Tearing down the second wall in HR
If you read this article, chances are you work in HR and you have a more than average interest in data. If so, you are probably familiar with the ‘Wall of Boudreau’. For those of you who are not: the wall famously describes the struggle that organizations face in the transition from descriptive analytics to predictive analytics.
Hitting the second wall in HR measurement
Though the need for progressing from descriptive to predictive analytics is clear and more and more organizations are breaching this wall, HR already faces the next challenge.
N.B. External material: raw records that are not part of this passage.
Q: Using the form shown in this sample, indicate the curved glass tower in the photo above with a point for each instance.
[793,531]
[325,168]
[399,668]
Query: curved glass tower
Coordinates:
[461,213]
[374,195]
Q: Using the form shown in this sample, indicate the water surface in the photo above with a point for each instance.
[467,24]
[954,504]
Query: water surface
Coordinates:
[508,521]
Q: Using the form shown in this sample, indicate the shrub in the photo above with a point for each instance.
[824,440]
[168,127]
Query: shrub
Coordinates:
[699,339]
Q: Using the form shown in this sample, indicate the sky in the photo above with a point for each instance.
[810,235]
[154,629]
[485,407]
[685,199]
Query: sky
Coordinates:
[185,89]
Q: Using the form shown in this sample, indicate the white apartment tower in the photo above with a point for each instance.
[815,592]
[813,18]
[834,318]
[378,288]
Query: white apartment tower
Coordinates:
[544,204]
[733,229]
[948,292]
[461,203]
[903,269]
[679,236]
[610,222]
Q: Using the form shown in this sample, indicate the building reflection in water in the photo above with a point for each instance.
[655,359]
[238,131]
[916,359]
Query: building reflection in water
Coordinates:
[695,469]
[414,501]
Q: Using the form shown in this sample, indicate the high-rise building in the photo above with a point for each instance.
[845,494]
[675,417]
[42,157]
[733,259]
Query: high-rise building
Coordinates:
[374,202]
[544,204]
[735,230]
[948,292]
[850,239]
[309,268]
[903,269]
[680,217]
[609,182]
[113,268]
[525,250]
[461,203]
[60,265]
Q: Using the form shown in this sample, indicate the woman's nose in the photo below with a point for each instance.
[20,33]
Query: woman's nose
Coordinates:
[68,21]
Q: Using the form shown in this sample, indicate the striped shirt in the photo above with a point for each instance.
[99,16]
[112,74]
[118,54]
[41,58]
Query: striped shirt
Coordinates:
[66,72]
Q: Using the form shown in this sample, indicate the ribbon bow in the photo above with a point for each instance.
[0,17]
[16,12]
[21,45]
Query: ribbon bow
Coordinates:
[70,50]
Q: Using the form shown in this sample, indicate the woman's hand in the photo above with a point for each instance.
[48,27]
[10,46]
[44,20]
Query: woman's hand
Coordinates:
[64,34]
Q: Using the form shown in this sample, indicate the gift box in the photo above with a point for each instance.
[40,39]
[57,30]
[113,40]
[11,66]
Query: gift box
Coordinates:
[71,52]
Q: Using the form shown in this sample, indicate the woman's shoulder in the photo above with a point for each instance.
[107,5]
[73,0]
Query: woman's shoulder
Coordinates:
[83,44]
In their great article titled “HR is hitting a second wall”, Patrick Coolen and Frank van den Brink argue the existence of a second wall. In the article they rightly state that most of the predictive (and prescriptive) HR analytics projects are not (yet) automated or productized. Instead analyses are made on an ad-hoc or project basis.
Coolen and Van den Brink urge organizations to advance from ad-hoc analytics to continuous analytics. In this vision analytics moves from understanding what happened in the past (descriptive analytics) to trying to predict what is going to happen in the future (predictive analytics) to continuously grasping what is happening right now (continuous analytics).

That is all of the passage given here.